Ceci étant, le revenu forfaitaire a été fixé entre 0,65 et 6 fois la valeur résultant de la multiplication du salaire minimum interprofessionnel garanti dans les activités non-agricoles, déterminé conformément à l’article 356 de la loi n°65.99 portant Code du travail, lors de la période annuelle normale de travail dans les activités non-agricoles prévue par l’article 184, selon chaque catégorie.

En vertu de ce texte, le ministère de l’Agriculture, de la pêche Maritime, du développement rural et des eaux et forêts -Département de l’Agriculture- est l’instance de communication avec la Caisse nationale de Sécurité sociale, chargée de fournir les données nécessaires à l’inscription des agriculteurs. Le texte définit également la fréquence de paiement des cotisations, qui doit se faire mensuellement, et détermine les modalités d’inscription ainsi que sa date d’effet, fixée au 1er mai 2022, avec la possibilité de procéder aux inscriptions et d’en bénéficier bien avant cette date.

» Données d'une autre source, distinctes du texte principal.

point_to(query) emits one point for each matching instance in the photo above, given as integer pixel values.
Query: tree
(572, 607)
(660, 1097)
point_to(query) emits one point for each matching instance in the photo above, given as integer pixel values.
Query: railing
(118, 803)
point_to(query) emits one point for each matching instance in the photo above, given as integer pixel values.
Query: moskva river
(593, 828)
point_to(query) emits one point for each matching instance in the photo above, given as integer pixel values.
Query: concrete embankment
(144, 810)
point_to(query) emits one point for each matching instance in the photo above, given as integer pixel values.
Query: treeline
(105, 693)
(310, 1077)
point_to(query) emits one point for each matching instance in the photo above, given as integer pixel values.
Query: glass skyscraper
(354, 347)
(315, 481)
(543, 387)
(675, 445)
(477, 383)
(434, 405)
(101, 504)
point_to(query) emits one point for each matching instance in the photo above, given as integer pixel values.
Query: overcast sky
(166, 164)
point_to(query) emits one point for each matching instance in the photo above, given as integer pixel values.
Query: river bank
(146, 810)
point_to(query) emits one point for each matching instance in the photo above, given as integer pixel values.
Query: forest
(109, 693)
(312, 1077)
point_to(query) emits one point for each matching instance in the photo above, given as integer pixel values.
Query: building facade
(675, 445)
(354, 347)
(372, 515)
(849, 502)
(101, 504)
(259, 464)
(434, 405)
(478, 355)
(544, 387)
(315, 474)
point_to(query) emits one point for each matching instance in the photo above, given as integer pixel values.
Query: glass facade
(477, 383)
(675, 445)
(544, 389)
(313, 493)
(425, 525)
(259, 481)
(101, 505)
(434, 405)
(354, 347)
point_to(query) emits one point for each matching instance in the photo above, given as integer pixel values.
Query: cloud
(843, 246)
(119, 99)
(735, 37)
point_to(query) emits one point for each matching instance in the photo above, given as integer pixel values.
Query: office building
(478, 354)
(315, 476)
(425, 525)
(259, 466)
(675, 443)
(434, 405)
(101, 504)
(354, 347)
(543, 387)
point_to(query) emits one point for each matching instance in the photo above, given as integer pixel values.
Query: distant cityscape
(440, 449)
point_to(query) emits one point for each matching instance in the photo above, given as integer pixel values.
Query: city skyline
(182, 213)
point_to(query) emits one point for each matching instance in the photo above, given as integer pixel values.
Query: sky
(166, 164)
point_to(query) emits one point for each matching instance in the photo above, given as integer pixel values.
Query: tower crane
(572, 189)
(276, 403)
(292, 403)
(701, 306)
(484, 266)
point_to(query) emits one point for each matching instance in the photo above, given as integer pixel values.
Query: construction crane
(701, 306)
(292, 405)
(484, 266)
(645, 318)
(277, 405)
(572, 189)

Le quatrième texte de loi se rapporte au projet de décret n° 2.21.1020 portant application de la loi n° 98.15 relative au régime de l’assurance maladie obligatoire de base et de la loi n° 99.15 portant création d’un régime de retraite pour les catégories de professionnels, des travailleurs indépendants et des personnes non salariées exerçant une activité libérale, concernant les artisans non soumis au régime de la contribution professionnelle unifiée et au régime de l’auto-entrepreneur et qui ne tiennent pas de comptabilité

Ce projet vise à déterminer les modalités d’application des dispositions des deux lois à la catégorie précitée d’artisans, en exigeant que le revenu arbitraire des artisans concernés soit fixé à 0,75 fois la valeur résultant de la multiplication du salaire minimum légal dans les activités non agricoles fixé en application des dispositions de l’article 356 de la loi n° 65.99 relative au Code du travail, pendant la période normale de travail annuel dans les activités non agricoles prévues par l’article 184 de la dite loi.

Selon les dispositions du projet, le ministère de l’Agriculture, de la Pêche, du Développement Rural, des Eaux et Forêts (secteur agricole) est l’organisme de communication avec la Caisse Nationale de Sécurité Sociale à même de lui fournir les informations nécessaires à l’enregistrement des artisans concernés.

Il détermine également la fréquence de versement des cotisations à effectuer mensuellement, en plus de définir les modalités d’inscription, et de fixer la date effective de l’inscription à effet au 1er mai 2022, avec la possibilité d’ouvrir les inscriptions et d’en bénéficier avant cette date.